Aim. To investigate the characteristics of vegetative homeostasis and quality of life indicators in children with neurogenic bladder disorders, depending on the manifestations of the syndrome of connective tissue dysplasia (CTD).
Material and methods. The study comprised 26 children aged 5 to 12 years (mean 8.3±1.7 years) diagnosed with "neurogenic bladder dysfunction" (NBD). Diagnostic evaluation included genealogical history, clinical manifestation of the disease, complete blood count and chemistry profile, kidney and bladder ultrasound, duplex scanning of brachiocephalic vessels, echocardiography (EchoCG). The severity of urinary disorders was assessed using a clinical qualimetric table for children aged 4 to 15 years. CTD was diagnosed by scoring external and visceral signs of systemic involvement of connective tissue ranked by importance. Quality of life was assessed using a PedsQL™ questionnaire (J. Varni, 1999).
Results. Clinical symptoms of autonomic dysfunction were more often detected in NBD patients who had more severe manifestations of mesenchymal dysplasia. Cardiointervalography (CIG) showed that major changes in the initial autonomic tone regardless of the degree of dysplasia were sympathetic – hypersympathicotonia type changes. Quality of life assessment in children with NBD showed a significant reduction of scores on all scales regardless of CTD severity.

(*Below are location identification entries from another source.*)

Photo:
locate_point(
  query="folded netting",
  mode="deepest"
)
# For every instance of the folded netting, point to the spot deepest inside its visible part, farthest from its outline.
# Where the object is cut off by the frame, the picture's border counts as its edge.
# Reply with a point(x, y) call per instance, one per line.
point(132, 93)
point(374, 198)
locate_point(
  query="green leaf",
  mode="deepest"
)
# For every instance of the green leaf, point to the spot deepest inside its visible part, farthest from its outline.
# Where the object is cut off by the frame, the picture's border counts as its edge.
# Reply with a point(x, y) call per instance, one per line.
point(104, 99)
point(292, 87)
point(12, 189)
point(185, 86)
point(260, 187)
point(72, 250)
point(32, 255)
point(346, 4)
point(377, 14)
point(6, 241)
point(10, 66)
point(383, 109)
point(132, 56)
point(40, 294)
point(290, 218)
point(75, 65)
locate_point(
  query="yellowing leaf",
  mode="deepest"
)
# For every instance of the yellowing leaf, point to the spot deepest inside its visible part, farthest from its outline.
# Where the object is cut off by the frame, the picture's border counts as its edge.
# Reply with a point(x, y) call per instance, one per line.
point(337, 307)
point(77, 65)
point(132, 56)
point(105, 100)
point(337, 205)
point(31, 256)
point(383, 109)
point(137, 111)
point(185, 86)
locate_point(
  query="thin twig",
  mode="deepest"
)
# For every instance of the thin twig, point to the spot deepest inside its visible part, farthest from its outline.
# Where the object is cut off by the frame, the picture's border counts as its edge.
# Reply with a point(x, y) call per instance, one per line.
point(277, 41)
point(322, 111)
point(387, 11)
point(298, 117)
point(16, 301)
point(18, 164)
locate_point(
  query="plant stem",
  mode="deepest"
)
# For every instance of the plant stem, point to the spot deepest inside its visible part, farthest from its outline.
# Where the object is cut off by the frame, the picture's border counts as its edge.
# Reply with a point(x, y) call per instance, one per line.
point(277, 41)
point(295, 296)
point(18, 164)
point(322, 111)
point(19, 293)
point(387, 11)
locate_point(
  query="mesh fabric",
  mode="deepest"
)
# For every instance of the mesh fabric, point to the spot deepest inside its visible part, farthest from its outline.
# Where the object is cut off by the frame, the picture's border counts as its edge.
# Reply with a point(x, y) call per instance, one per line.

Conclusion. Clinical signs of autonomic dysfunction were most often detected in patients with moderate CTD. The average number of vegetative symptoms per child in this group was 5.5 versus 2.2 in the group with mild dysplasia. CIG results did not depend on the severity of the CTD, and were characterized by sympathicotonia-type changes in the initial autonomic tone, which was observed in 55.5% of children with moderate CTD and in 64.8% of children with mild CTD. There was a significant decline in the quality of life in NBD patients with concurrent CTD. No association between the quality of life and CTD severity was observed.